Christ in the House of his Parents by John Everett Millais (1849)

Aged just 21, Millais attracted such outrage when he showed this painting at the Royal Academy in 1850 that the effect can well be compared with the opprobrium suffered by Marcus Harvey when he showed a giant depiction of Myra Hindley in the RA's 1997 exhibition Sensation. What shocked people about Millais's painting, says the Tate curator Alison Smith, was his depiction of the Virgin "as a haggard and recognisably working-class woman" and "Joseph with dirt under his fingernails". This broke all the rules, which demanded that the Holy Family be idealised, while at the same time functioning as a bold statement for the Pre-Raphaelites' desire to depict nature and human beings as they really are.
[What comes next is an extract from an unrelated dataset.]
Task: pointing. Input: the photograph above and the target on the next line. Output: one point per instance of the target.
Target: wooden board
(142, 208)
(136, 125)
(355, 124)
Millais used a carpenter's workshop on Oxford Street as his setting and painted the sheep in the background from heads he bought in a butcher's shop. Charles Dickens was so offended by the work that he satirised it in his magazine Household Words, describing a painting by a young artist which showed the young Christ as "a hideous, wry-necked , blubbering red-headed boy in a bed-gown" and the Virgin as "so horrible in her ugliness that she would stand out from the rest of the company as a monster in the vilest cabaret in France, or the lowest ginshop in England".

The Girlhood of Mary Virgin by Dante Gabriel Rossetti (1848)

Rossetti's study of the young Virgin Mary was the first Pre-Raphaelite painting ever to be shown in public when it was included in an open exhibition at the Chinese Gallery on Hyde Park Corner in March 1849. The composition and style of the picture was a bold assertion of the group's intentions, with many key aspects of its manifesto on display: clean, bright colours on a white background, faithful renditions of nature, and real people (the artist's mother and poet sister, Christina) posing as the central figures. Rossetti signed the painting with his name and the initials PRB, an abbreviation for the Pre-Raphaelite Brotherhood the meaning of which remained a secret until it was revealed by The Illustrated London News in 1850. The mysterious letters, used next to signatures by all the founders, only increased the brotherhood's early notoriety.

The Awakening Conscience by William Holman Hunt (1853)

We tend to think of the Pre-Raphaelite founders as fey boys in frock coats so it is easy to forget that they were motivated by the radical politics of their day. Both Hunt and Millais had attended the Chartist demonstration on Kennington Common in 1848 and all the members were interested in the changing and often contradictory attitudes to gender, morality and class. The fate of prostitutes and mistresses is a popular subject in Victorian art and fiction, and here Hunt shows a kept woman who has suddenly realised the evil of her ways. The painting is in the prescribed Pre-Raphaelite style, with bright colours and naturalistic depiction, but this time used to show a modern interior with its vulgar manufactured furniture and fabrics shown to emphasise the low morals and poor judgement of the couple in the scene. Another, hidden, layer to the work was Hunt's own infatuation with the working-class model for the picture, Annie Miller, with whom he later had a failed engagement. The painting was bought by the Manchester industrialist Thomas Fairbairn, an early model for the successful businessman who buys contemporary art as a way of displaying his taste and status, as Charles Saatchi does today.